Microsoft's (NASDAQ:MSFT) successor to Windows Vista has a familiar name. No it's not Vista 2. It's not Windows XP-alidocious, either. The new operating system, which the media has been referring to by its working title of Windows 7, will be called -- wait for it -- Windows 7.

"While I know there have been a few cases at Microsoft when the codename of a product was used for the final release, I am pretty sure that this is a first for Windows," wrote Windows product-management head Mike Nash in his company's blog yesterday.

He continued:

The decision to use the name Windows 7 is about simplicity. Over the years, we have taken different approaches to naming Windows. We've used version numbers like Windows 3.11, or dates like Windows 98, or "aspirational" monikers like Windows XP or Windows Vista. And since we do not ship new versions of Windows every year, using a date did not make sense. Likewise, coming up with an all-new "aspirational" name does not do justice to what we are trying to achieve, which is to stay firmly rooted in our aspirations for Windows Vista, while evolving and refining the substantial investments in platform technology in Windows Vista into the next generation of Windows.

You know better, of course. After getting burned on Vista -- perhaps unfairly -- Microsoft wasn't going to reach for something "aspirational." Anything along the lines of "Windows Panorama" or "Windows Landscape" would get taken out quicker than Kimbo Slice last week.  

Microsoft needs a clean break, even if it has to borrow album-titling simplicity from the likes of Chicago and Led Zeppelin to do it. And Windows 7 is the perfect balance of honoring the Microsoft legacy while sidestepping the Vista stigma. If Apple (NASDAQ:AAPL) had ever stumbled with its Leopard or Jaguar operating systems, you just know it would never get catty again.

This is a tricky time for Microsoft, as cloud computing evolves.
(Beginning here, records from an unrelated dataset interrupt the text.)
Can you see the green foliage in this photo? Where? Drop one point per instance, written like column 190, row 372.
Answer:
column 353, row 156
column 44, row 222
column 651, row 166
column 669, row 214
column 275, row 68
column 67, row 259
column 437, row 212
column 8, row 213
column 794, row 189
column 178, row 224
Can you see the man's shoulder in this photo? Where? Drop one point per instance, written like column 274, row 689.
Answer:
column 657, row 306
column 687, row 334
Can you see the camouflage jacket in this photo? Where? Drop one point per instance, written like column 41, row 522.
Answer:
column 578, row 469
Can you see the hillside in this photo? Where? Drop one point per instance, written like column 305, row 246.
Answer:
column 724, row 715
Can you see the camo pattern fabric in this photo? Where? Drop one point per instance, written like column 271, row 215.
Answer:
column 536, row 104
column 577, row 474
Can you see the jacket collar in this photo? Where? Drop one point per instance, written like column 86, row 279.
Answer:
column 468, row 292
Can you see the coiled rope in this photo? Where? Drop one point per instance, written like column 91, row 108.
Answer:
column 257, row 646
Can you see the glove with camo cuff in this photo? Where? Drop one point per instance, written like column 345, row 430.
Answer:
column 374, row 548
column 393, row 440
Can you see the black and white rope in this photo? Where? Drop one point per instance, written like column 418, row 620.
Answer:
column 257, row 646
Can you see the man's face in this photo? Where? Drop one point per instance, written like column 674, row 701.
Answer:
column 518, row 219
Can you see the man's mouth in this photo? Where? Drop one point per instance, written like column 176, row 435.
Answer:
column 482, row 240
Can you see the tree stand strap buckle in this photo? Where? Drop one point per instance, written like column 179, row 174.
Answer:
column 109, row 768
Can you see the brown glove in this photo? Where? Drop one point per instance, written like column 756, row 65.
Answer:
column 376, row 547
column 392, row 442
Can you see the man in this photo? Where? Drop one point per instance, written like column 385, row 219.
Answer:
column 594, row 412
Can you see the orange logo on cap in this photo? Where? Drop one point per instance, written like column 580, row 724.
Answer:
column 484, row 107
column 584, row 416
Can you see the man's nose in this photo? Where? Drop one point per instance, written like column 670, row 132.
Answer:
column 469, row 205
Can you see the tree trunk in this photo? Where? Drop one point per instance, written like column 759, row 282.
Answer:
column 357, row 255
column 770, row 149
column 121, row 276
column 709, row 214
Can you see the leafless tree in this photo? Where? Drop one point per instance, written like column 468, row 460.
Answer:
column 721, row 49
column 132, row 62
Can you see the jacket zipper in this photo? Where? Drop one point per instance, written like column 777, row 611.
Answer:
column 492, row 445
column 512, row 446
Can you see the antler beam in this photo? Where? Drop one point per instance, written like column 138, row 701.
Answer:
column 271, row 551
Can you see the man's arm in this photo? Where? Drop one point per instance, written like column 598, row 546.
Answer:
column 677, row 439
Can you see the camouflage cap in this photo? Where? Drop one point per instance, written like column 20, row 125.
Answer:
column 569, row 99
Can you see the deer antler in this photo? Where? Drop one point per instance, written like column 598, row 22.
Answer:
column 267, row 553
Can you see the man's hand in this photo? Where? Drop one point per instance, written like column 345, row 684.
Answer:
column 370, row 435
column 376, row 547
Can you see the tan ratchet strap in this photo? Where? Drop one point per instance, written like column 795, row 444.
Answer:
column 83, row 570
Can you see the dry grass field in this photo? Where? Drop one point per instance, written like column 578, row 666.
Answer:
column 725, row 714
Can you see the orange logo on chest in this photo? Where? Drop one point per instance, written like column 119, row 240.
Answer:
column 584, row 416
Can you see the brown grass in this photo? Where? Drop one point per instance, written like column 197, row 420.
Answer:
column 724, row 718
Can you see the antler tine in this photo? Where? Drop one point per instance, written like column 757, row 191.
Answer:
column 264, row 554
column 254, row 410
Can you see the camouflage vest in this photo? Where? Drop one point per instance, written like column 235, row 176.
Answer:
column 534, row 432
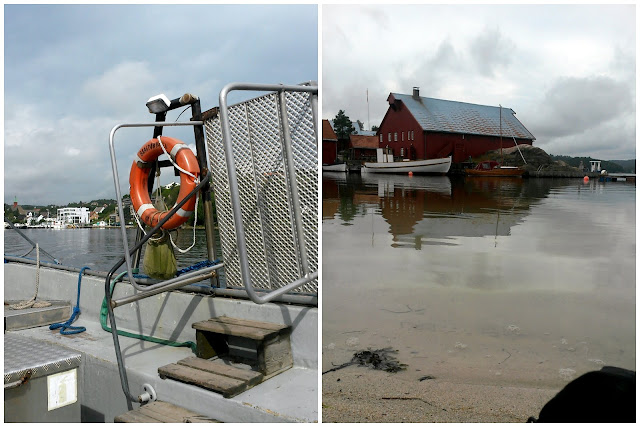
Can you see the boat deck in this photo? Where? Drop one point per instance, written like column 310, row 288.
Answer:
column 270, row 401
column 291, row 396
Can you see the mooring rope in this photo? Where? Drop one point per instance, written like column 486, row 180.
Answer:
column 74, row 315
column 31, row 303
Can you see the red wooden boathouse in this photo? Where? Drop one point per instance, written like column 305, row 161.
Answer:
column 329, row 144
column 416, row 127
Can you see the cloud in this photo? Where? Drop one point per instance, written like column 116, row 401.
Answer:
column 491, row 51
column 123, row 86
column 577, row 105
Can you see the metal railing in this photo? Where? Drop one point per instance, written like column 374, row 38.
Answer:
column 175, row 283
column 267, row 202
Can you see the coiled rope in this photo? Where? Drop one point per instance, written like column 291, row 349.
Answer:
column 103, row 322
column 31, row 303
column 74, row 315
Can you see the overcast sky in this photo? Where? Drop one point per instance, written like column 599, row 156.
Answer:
column 71, row 73
column 568, row 72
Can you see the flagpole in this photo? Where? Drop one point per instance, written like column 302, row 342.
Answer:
column 368, row 118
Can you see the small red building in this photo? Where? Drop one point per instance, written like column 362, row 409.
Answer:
column 329, row 144
column 363, row 147
column 416, row 127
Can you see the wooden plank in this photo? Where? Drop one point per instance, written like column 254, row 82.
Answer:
column 170, row 413
column 250, row 332
column 250, row 377
column 254, row 323
column 162, row 412
column 134, row 417
column 228, row 387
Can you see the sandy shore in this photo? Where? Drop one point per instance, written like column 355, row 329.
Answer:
column 501, row 363
column 359, row 394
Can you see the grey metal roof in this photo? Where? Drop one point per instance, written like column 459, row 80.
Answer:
column 459, row 117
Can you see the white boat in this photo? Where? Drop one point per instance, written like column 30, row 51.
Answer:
column 337, row 167
column 240, row 347
column 386, row 164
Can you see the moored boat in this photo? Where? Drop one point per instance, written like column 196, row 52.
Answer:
column 386, row 164
column 199, row 346
column 336, row 167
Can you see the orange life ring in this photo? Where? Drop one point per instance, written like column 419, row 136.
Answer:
column 182, row 155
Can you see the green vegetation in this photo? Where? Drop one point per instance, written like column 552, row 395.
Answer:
column 170, row 195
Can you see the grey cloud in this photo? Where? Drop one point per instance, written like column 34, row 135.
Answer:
column 574, row 105
column 491, row 50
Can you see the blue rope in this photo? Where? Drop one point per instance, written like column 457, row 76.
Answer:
column 74, row 315
column 198, row 266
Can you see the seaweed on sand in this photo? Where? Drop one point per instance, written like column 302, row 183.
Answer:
column 375, row 359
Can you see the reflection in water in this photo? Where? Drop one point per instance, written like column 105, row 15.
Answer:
column 98, row 249
column 430, row 210
column 542, row 269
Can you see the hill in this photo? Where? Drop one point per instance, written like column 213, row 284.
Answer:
column 629, row 166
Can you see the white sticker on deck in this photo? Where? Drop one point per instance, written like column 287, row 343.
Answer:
column 62, row 389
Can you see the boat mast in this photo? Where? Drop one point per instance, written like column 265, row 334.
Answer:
column 501, row 157
column 368, row 118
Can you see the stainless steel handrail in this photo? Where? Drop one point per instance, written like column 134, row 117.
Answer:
column 234, row 191
column 116, row 181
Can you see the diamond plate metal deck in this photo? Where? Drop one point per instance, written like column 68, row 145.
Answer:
column 42, row 358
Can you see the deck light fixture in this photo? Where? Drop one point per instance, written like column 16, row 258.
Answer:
column 158, row 104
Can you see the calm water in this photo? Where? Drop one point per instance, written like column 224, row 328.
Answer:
column 98, row 249
column 492, row 280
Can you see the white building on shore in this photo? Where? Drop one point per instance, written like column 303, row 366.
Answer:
column 73, row 215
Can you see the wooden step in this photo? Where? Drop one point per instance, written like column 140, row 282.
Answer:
column 213, row 375
column 265, row 346
column 162, row 412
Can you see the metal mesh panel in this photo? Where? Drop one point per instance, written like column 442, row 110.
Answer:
column 267, row 214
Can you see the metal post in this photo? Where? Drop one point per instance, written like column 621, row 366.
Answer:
column 293, row 185
column 196, row 115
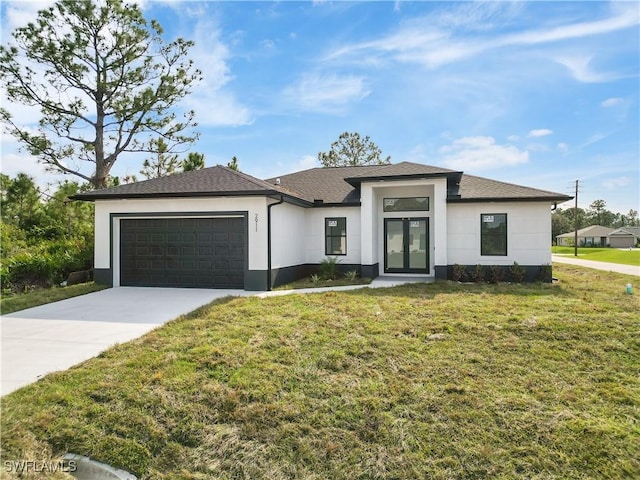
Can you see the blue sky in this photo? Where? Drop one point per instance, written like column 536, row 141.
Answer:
column 534, row 93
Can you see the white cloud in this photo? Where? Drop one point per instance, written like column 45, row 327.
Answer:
column 614, row 183
column 325, row 92
column 595, row 138
column 581, row 70
column 611, row 102
column 481, row 153
column 541, row 132
column 430, row 40
column 212, row 100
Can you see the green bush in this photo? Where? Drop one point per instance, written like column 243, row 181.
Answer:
column 458, row 272
column 351, row 275
column 45, row 264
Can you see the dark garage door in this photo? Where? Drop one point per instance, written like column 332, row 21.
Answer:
column 182, row 252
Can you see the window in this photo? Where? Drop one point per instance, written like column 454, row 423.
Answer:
column 411, row 204
column 493, row 234
column 335, row 232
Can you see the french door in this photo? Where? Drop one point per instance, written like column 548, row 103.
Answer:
column 406, row 245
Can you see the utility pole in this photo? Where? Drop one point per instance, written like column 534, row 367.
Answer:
column 575, row 224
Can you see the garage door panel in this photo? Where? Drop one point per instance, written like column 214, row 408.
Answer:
column 174, row 252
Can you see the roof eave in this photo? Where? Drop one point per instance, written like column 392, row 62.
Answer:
column 133, row 196
column 509, row 199
column 357, row 181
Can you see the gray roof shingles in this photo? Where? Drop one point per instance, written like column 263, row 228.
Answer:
column 334, row 185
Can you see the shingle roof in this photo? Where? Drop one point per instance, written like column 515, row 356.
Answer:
column 626, row 232
column 216, row 180
column 334, row 185
column 474, row 188
column 326, row 184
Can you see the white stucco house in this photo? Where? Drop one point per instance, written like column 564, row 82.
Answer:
column 218, row 228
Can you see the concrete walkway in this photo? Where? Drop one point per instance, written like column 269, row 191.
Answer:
column 57, row 336
column 609, row 267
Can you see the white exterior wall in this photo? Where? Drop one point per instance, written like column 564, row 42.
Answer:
column 314, row 239
column 528, row 233
column 288, row 231
column 104, row 249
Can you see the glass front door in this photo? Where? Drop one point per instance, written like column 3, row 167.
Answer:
column 406, row 245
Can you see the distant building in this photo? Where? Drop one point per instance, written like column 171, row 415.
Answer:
column 625, row 237
column 593, row 236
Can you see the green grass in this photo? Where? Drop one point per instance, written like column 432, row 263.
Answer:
column 431, row 381
column 611, row 255
column 14, row 303
column 338, row 282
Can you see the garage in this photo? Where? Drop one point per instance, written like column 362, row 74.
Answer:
column 183, row 252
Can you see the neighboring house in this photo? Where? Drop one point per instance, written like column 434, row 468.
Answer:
column 593, row 236
column 625, row 237
column 218, row 228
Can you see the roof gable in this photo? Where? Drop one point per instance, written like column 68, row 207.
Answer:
column 332, row 185
column 210, row 181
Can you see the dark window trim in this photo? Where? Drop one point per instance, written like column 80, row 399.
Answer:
column 384, row 208
column 327, row 236
column 506, row 236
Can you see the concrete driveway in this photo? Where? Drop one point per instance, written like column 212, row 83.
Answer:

Google's (NASDAQ:GOOG) Google Docs suite, word-processing programs such as Adobe's (NASDAQ:ADBE) Buzzword and Sun Microsystems' (NASDAQ:JAVA) StarOffice, and even corporate applications from salesforce.com (NYSE:CRM) have all brought into question the significance of operating systems.

Sure, you obviously need a platform to get your computer running, but the growing popularity of Web-stored software is making the operating system less relevant. Even Dell (NASDAQ:DELL), a longtime Microsoft ally, is shipping some of its entry-level laptops with the Linux-powered Ubuntu operating system installed.

A lot is riding on Windows 7, as Microsoft gradually takes the wraps off its new operating system over the next few months. Microsoft needs a hit even more than it does that clean break.